What is the effect of writing the value of the option when returning the closure?
let value = Some(0);
let closure = if value.is_some() {
|value: i32| false
} else {
|value: i32| true
};
The code above does not produce a compilation error However, the code below has a compilation error What's the reason?
let closure = if let Some(option_value) = value {
|value: i32| option_value == value
} else {
|value: i32| true
};
They're all different types
`if` and `else` have incompatible types
no two closures, even if identical, have the same type
consider boxing your closure and/or using it as a trait object
let closure = if let Some(option_value) = value {
Box::new(move |value: i32| option_value == value)
} else {
Box::new(|value: i32| true)
};
Box is a solution.
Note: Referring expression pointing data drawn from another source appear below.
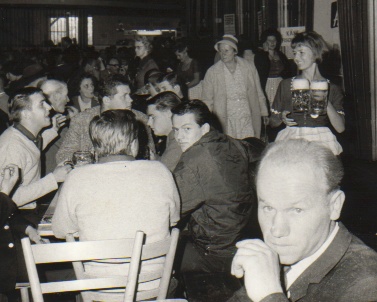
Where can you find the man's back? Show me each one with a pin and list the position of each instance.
(214, 183)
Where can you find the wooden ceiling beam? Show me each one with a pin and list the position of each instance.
(150, 5)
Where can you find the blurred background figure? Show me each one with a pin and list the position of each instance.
(271, 63)
(143, 49)
(85, 97)
(188, 70)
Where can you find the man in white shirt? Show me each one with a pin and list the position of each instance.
(299, 201)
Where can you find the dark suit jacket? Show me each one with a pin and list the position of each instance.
(345, 272)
But I don't know the difference yet
As baseline, every function (anonymous or not) has its own concrete type, different from all others.
However named functions and non-closure anonymous functions can be coerced to "function pointers" fn(args...) -> ret.
That is what happens in your first snippet, if you use "the unit trick":
let _: () = closure;
to know what rustc has decided the concrete type of closure is, it tells you:
found fn pointer `fn(i32) -> bool`
so because both anonymous functions are static (they don't actually close over anything), the compiler converted both into function pointers.
That doesn't work with the second snippet, because the first branch creates an actual closure, which can't be converted to a function pointer (because it's not just a function, it's also data). Hence type mismatch.
Boxing works, because it allows the creation of dynamically dispatched trait objects of type
Box<dyn Fn(i32) -> bool>
which are compatible.